Member of Parliament for Nkoranza South Constituency
- In office 7 January 2005 – 6 January 2009
- President: John Kufuor
- Preceded by: Hayford Francis Amoako

Personal details
- Born: 10 December 1954 (age 71)
- Party: New Patriotic Party
- Children: 5
- Alma mater: University of Cape Coast
- Profession: Educationist

= Kwame Amporfo Twumasi =

Ghanaian politician

Kwame Amporfo Twumasi (born 10 December 1954) is a Ghanaian educationist and politician. He was the member of parliament for the Nkoranza South Constituency in Brong Ahafo region in Ghana.

== Early life and education ==
Twumasi was born on 10 December 1954. His hometown is Nkwabeng in the formerly Brong Ahafo Region of Ghana. He had his BA in Geography and Economics from the University of Ghana in 1980. He further had his PGDE from University of Cape Coast in 1996.

== Career ==
Before his election into parliamentary position, he worked with the Ghana Education Service(GES) as a Principal Superintendent and Tutor first at Atebubu Secondary School and later at Nkoranza Secondary/Technical School. He also served as the Deputy Minister of Energy and served in a number of committees. He sojourned as a teacher from September 1981 to August 1987 with the Sokoto State Government in Nigeria under a contract.

== Politics ==
Ampofo was elected in the 2004 parliamentary election held on 7 December 2004, on the ticket of the New Patriotic Party, as the Member of Parliament for the Nkoranza South Constituency. He thus became part of the Members of Parliament elected for the Fourth Parliament of the Fourth Republic of Ghana.

Ampofo oust the then member of parliament from the largest opposition National Democratic Congress by his election in the 2004 Ghanaian general elections. He was elected with 17,655 votes out of 33,513 total valid votes cast. This was equivalent to 52.7% of total valid votes cast. He was elected over James Opoku-Worae, the new candidate from the camp of the National Democratic Congress for that election; and Victor Boah of the Democratic People's Party. These obtained 15,521 and 337 votes respectively. These were equivalent to 46.30% and 1.00% respectively of total valid votes cast. Ampofo was elected on the ticket of the New Patriotic Party. The electorates for the constituency in that elections exhibited a ‘skirt and blouse’ voting system as the winner for the presidential position from that constituency was on the ticket for the opposition National Democratic Congress. The New Patriotic Party however had 14 out of 24 parliamentary seats in that elections for the Brong Ahafo region. In all, the New Patriotic Party won a majority 128 parliamentary representation out of 230 seats in the 4th parliament of the 4th parliament of Ghana.
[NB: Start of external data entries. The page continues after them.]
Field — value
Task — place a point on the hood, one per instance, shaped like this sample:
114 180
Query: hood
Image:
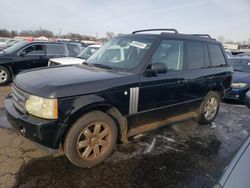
65 81
68 60
241 77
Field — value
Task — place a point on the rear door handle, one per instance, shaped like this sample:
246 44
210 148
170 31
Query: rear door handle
182 81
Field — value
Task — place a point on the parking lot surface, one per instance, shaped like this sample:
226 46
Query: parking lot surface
179 155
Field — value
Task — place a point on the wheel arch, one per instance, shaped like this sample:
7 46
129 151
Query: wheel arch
120 120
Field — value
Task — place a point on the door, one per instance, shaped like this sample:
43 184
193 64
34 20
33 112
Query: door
163 95
30 57
198 72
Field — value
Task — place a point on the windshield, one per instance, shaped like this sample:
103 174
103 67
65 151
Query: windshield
241 65
87 52
15 47
121 53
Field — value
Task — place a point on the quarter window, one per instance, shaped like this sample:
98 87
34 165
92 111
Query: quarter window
196 55
34 50
170 52
54 49
216 55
He maintained his seat for the Nkoranza South constituency for the 5th parliament of the 4th republic of Ghana after the 2008 Ghanaian general elections. He obtained 17,531votes of 33,766 total valid votes cast, equivalent to 51.92% of the total valid votes cast. He won against Emmanuel Kwadwo Agyekum of the National Democratic Congress, Yaw Adjei Donyina of the Democratic People's Party and Kwesi Appiah Bekoe of the Convention People's Party. These obtained 47.22%, 0.27% and 0.59% respectively of the total valid votes cast in the 2008 Ghanaian general elections.

== Personal life ==
Ampofo is married with five children. He is a Christian and fellowships with the Catholic Church.